I trattamenti psicologici per i bambini con disturbi mentali sono gravemente insufficienti un po’ in tutta Italia. “Da noi la lista di attesa è di nove mesi, siamo invasi dalle richieste di valutazione da parte dei tribunali, che hanno scadenze precise e lasciano poco spazio al resto” afferma Giancarlo Marenco, che dirige la Psicologia dell’Asl di Asti, oltre a essere il presidente dell’ordine degli psicologi del Piemonte. È complicato dare assistenza nell’età evolutiva anche nelle asl della Toscana o del Lazio. In Puglia, all’asl di Taranto, ci spiega la dottoressa Dora Chiloiro, responsabile del dipartimento di Psicologia, “la richiesta più alta arriva da adolescenti e giovani adulti di età compresa tra 15 e 25 anni ma è difficilissimo soddisfarla. Così come non riusciamo a redigere tutte le diagnosi di ritardi mentali o demenze che ci chiedono tribunali, scuole, neurologi, centri di salute mentale. Siamo troppo pochi per fare tutto, questa pandemia ha fatto emergere con tutta evidenza la disattenzione della politica verso i servizi psicologici”. In Sardegna, conferma Angela Quaquero, presidente dell’ordine regionale di categoria, “la presa in carico di un paziente per un percorso di psicoterapia è pressoché infattibile. I servizi sono del tutto insufficienti rispetto ai bisogni di salute. Il rischio è che chi ha un disagio mentale, non trovando ascolto, si affidi al farmaco. Ma senza un percorso di accompagnamento il farmaco da solo non porta al cambiamento e alla consapevolezza dei propri disagi”. La situazione più tragica però è in Calabria.

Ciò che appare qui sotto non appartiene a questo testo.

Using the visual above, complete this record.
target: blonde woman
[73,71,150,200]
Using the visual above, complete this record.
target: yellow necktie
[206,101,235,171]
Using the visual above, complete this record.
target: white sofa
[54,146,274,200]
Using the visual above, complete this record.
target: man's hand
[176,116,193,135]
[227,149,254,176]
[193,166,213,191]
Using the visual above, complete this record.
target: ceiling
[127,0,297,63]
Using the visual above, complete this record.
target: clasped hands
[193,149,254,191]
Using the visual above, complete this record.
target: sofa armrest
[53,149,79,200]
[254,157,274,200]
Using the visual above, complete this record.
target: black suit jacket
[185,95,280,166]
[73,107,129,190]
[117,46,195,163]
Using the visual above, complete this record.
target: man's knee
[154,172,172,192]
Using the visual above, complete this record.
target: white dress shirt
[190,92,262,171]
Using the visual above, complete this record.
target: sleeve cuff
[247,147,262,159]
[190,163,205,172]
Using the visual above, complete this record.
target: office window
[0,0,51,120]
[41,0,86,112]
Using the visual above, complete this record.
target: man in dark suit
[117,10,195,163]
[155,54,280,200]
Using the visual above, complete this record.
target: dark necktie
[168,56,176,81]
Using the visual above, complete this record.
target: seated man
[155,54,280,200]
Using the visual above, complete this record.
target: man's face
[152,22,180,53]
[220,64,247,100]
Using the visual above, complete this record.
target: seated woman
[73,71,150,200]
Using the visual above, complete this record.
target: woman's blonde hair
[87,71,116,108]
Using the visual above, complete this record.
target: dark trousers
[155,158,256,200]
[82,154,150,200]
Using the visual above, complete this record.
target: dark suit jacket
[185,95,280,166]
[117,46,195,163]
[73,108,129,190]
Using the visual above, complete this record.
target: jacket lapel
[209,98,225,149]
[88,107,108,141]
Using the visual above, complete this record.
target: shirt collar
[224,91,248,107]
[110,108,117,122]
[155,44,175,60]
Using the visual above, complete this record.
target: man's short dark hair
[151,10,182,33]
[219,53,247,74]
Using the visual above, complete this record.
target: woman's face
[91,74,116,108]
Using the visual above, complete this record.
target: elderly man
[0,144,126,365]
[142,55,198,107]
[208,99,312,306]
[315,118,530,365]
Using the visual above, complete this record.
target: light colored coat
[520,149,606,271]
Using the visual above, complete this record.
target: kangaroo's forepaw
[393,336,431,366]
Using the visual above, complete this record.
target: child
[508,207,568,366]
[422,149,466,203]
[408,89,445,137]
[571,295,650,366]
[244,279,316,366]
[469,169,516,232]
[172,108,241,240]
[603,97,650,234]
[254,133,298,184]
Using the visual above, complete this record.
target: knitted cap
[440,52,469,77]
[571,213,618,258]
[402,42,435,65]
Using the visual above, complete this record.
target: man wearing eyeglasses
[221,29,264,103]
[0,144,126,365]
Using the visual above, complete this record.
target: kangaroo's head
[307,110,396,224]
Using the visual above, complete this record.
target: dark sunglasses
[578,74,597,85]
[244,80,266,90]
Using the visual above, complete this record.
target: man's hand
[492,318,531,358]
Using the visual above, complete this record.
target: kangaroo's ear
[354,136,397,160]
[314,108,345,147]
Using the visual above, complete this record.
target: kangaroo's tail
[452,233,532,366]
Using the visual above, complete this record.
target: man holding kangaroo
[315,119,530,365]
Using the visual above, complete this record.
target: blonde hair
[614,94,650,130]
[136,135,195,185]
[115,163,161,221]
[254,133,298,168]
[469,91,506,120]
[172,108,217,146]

“Fino a dieci anni fa c’erano 300 psicologi nel servizio sanitario calabrese, ora siamo rimasti un’ottantina, sebbene i Lea da soddisfare siano molti di più, e scenderemo entro giugno a 50 unità a causa dei pensionamenti se non si procede con nuove assunzioni” fa un triste punto Armodio Lombardo, presidente dell’ordine degli psicologi calabrese e responsabile del centro di salute mentale di Mesoraca (Crotone). “Già adesso, in queste condizioni, non riusciamo a ottemperare ai Lea – prosegue -. In uno dei tre centri di salute mentale dell’asp di Crotone non c’è neanche uno psicologo, è rimasto soltanto uno psichiatra per tutti gli assistiti. In due consultori su tre mancano gli psicologi perché andati in pensione. Anche l’unico sert è sprovvisto di psicologi e le attese sono incalcolabili”. La fascia di età 0-18 è completamente abbandonata. Bambini e adolescenti con autismo, disturbi dell’apprendimento, del linguaggio, del comportamento alimentare, con problemi d’ansia o di condotta non possono contare sulle strutture pubbliche del teritorio. Perché, denuncia Lombardo, “in tutta la Calabria non esistono neuropsicologi per i minori”.